I've shared details before from ethnographic studies. Among the Murik of Papua New Guinea, women and men are allowed to show aggression. Generally, Indonesian men are viewed as emotional and full of passion. Women are thought to be more stable, rational thinkers who handle business transactions.
Looking briefly outside our North American context, we learn there is no one, universal definition of gender roles. Biblical womanhood is expressed differently, depending on the church's cultural context. Allowing husbands a "trump card" and barring women from leading men may seem absurd in some non-North American cultures.
Although not all complementarians would agree, Mark Driscoll has said Paul's instructions resulted from women being "unfit," "more gullible and easier to deceive than men." Driscoll also frequently describes women as emotional.
Or, when North American Christians oppose anti-bullying measures because they eliminate gender roles, these Christians fail to explain why certain characteristics are male and others female, and to ground this explanation beyond our particular culture's assumptions about gender.

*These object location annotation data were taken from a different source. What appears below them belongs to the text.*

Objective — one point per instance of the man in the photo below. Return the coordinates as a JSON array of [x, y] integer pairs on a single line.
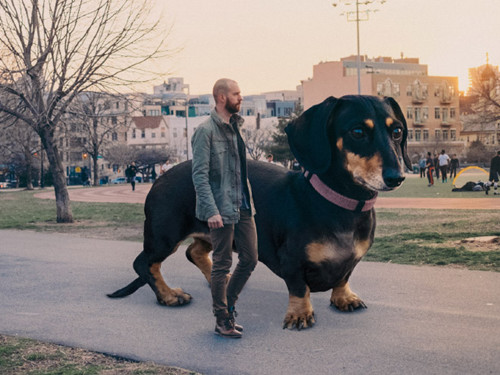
[[224, 201], [130, 173], [430, 169], [443, 160], [494, 173]]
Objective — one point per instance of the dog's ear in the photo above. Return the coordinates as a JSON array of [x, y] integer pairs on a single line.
[[308, 137], [399, 115]]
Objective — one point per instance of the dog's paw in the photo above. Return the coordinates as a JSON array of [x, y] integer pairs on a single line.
[[347, 303], [344, 299], [177, 298], [299, 321]]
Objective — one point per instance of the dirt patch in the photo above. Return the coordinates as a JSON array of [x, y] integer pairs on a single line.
[[93, 229], [25, 356], [484, 243]]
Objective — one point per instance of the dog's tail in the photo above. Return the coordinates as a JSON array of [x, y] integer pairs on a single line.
[[128, 290]]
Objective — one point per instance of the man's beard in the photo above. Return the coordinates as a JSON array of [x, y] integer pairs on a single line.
[[233, 108]]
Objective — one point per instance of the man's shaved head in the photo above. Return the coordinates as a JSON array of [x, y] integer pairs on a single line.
[[222, 87]]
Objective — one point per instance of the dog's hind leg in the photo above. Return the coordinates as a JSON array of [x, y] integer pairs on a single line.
[[148, 269], [198, 254]]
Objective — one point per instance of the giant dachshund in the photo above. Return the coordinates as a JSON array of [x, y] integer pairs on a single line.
[[313, 227]]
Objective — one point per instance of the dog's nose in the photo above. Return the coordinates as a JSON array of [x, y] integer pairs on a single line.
[[393, 182]]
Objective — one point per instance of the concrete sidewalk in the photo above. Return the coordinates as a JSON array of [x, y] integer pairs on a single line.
[[420, 320]]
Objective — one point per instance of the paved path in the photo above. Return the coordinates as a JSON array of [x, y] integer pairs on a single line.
[[420, 320], [123, 193]]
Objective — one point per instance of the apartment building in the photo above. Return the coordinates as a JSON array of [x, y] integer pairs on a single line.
[[430, 103]]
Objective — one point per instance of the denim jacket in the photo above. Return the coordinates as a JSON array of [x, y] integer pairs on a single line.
[[216, 170]]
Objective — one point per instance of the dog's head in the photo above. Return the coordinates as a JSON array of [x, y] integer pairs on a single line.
[[364, 135]]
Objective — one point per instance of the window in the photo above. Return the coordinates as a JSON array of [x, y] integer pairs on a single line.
[[410, 134], [445, 114], [437, 134], [437, 112], [425, 113], [453, 134], [409, 113], [418, 116], [418, 135]]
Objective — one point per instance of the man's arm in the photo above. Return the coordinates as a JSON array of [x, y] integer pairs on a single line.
[[200, 173]]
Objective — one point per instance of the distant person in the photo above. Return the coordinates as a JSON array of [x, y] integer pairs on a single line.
[[130, 173], [421, 165], [454, 165], [443, 161], [296, 165], [436, 165], [429, 165], [494, 173], [165, 167]]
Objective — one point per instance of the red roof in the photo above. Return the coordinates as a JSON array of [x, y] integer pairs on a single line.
[[147, 122]]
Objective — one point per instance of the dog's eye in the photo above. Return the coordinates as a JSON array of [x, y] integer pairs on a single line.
[[397, 134], [358, 133]]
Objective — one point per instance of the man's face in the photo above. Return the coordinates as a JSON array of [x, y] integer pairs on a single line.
[[233, 98]]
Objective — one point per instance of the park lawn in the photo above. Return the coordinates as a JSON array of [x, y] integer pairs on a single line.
[[417, 236]]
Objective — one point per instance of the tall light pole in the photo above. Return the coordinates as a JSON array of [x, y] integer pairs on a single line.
[[357, 16], [187, 115]]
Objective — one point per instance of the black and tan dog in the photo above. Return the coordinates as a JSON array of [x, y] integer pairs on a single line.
[[313, 227]]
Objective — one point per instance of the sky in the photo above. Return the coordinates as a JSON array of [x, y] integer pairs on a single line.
[[271, 45]]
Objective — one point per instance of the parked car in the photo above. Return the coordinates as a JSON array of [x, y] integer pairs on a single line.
[[123, 180]]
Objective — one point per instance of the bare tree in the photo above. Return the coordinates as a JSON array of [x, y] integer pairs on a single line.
[[99, 122], [58, 49], [20, 146]]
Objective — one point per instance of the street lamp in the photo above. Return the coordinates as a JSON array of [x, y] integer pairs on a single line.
[[187, 115], [357, 16]]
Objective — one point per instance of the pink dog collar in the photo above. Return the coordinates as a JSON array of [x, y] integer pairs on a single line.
[[338, 199]]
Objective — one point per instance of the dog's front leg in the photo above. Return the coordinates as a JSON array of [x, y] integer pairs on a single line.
[[300, 313], [344, 299]]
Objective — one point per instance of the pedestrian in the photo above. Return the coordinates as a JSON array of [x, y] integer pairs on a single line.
[[429, 165], [494, 173], [436, 165], [153, 173], [165, 167], [224, 201], [454, 165], [443, 160], [130, 173], [421, 165]]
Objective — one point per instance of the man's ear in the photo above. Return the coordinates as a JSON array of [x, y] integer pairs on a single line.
[[308, 137], [399, 115]]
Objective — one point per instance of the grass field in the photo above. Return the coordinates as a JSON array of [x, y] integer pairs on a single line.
[[417, 236]]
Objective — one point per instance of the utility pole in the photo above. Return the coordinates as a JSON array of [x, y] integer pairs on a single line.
[[357, 16]]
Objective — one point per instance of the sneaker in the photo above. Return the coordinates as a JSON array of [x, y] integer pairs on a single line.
[[232, 316], [224, 326]]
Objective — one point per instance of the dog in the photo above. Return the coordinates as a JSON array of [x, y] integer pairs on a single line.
[[313, 226]]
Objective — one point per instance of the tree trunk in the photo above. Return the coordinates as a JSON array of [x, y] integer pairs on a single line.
[[64, 214]]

I know a culture-less reading of Scripture isn't possible. But perhaps we should more thoroughly look at how and why women and men appear to be different in our culture, and why they should act certain ways to be good Christians. Perhaps the church should stop painting women and men with such broad brushstrokes.
Rather than marginalizing those who do not fit the North American mold of femininity and masculinity and who have not conformed to particular roles, could the church community make room for them? As Joy Bennett wrote in a great post over at Deeper Story, "just because a woman's strengths don't fit the typical female patterns doesn't mean she doesn't fit into the body of Christ."
I wish the church would take a closer look at our definitions of masculinity and femininity. Are they informed more by North American culture than anything else? Humility on all sides would also be helpful, as it's pretty bold to think your interpretation of gender roles is precisely what God commanded, and questioning this interpretation disrespects the Bible and God's character.
I am left scratching my head when biblical gender roles just happen to match up with traditional twentieth-century North American gender roles, and that one exclusive group has decided to be the arbiter of these roles. Let's take a closer look (and stop reviewing books before reading them), shall we?